Pabo Zij-instroom

Sterk

Vandaag leer ik groep 3 dat je soms de -u- hoort, maar niet schrijft. Op het digibord schrijf ik: sterk.

‘Juf, waarom staan er een -l- en een -c-?’ Verbaasd kijk ik naar Pieter. ‘Waar zie jij dat dan?’ Pieter spelt: ‘s-t-e-r-l-c’. Ik moet hard lachen: ‘Sorry, de juf moet nog netjes leren schrijven.’. Snel wis ik de -k- uit en schrijf deze opnieuw.

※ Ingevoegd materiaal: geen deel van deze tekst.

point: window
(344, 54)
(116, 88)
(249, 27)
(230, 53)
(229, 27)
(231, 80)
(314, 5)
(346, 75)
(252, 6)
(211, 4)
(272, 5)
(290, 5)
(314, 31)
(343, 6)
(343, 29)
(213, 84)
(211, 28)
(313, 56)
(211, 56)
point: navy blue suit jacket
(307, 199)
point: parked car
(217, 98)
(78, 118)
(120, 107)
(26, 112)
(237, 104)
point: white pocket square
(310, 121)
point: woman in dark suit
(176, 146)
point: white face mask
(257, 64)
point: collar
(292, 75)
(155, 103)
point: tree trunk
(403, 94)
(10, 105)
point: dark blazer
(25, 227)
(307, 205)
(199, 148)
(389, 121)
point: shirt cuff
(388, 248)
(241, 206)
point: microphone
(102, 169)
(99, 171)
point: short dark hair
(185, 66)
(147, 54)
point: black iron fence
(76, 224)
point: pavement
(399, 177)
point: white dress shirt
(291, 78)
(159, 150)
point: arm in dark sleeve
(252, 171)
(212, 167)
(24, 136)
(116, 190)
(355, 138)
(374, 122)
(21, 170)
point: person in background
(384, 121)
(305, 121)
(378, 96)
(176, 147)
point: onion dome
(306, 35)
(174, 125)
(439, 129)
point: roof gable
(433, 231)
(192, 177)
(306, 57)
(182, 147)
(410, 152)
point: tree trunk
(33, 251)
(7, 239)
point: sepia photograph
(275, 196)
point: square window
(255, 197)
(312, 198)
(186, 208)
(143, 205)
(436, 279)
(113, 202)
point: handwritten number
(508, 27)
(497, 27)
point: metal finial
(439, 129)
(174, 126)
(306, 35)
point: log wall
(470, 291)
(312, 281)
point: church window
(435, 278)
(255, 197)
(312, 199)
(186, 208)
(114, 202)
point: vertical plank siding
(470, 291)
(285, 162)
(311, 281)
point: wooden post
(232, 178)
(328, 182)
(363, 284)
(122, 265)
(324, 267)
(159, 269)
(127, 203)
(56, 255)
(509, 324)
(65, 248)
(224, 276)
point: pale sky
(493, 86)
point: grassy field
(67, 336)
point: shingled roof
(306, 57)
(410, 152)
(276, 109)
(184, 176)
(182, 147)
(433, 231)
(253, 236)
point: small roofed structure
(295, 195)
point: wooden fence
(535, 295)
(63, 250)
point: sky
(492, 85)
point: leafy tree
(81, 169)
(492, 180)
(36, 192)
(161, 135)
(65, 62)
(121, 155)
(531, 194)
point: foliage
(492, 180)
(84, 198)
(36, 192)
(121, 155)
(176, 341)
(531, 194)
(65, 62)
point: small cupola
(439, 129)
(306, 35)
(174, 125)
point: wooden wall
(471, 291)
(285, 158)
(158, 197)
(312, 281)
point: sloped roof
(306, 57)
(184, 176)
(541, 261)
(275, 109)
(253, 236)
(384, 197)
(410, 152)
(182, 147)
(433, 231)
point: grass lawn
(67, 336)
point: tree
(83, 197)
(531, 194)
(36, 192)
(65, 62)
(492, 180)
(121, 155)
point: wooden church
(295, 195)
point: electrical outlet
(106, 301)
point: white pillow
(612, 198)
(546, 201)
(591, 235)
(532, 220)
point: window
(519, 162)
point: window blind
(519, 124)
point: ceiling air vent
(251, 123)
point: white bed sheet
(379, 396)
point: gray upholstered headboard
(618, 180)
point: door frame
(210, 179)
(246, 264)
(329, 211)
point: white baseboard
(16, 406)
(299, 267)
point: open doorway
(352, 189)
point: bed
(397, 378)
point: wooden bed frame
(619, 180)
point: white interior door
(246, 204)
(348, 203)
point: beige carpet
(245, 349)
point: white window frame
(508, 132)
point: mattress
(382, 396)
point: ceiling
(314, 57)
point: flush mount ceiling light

Op de pabo krijg ik binnenkort schrijfles. Ik ga terug in de tijd. Waar ik jarenlang een driehoek op mijn pen had, voor een goede pengreep. Maar nog steeds houd ik hem met 3 vingers vast. Mijn woorden zijn een hussel van hoofdletters en kleine letters. Zelden netjes op het lijntje. Ik ga nu eenmaal graag buiten de lijntjes en ben dol op een beetje chaos.

Oude gewoontes afleren is niet makkelijk. Ook niet als het gaat om schrijfletters. Ik oefen opnieuw, opnieuw en opnieuw.

Als zij-instromer sta je al snel zelfstandig voor de klas. Dat vraagt een grote mate van doorzettingsvermogen en acceptatie. Acceptatie dat je nog niet alles kan. In de eerste maanden heb ik mij daardoor echt heel klein gevoeld. Ineens was ik weer een ‘junior’ in mijn vak, waardoor ik soms vergat dat ik mocht vertrouwen op de kennis en ervaring die ik in mijn leven al had opgedaan. Naarmate ik meer verantwoordelijkheid kreeg, groeide ook mijn zelfvertrouwen. En vanaf het moment dat het mij lukte om niet een ‘kunstje’ te doen maar dichtbij mezelf te blijven, vond ik de aansluiting met de leerlingen. Wat volgens mij de basis is om goed les te kunnen geven.

Is het erg dat de leerlingen zien dat ik nog niet alles perfect kan? Ik denk van niet. Als zij-instromer ben je namelijk het grote voorbeeld van een leerproces. Dus als jij je even klein voelt, onthoud dan:

  • het is oké is om nog niet alles te kunnen. Maar je kan wel bijna alles leren.
  • oude gewoontes voelen veilig. Maar soms is het goed om het anders te doen.
  • je mag gewoon jezelf zijn, met al je onzekerheden. Het maakt je sterk.

En binnenkort schrijf ik dat met een prachtige -k-.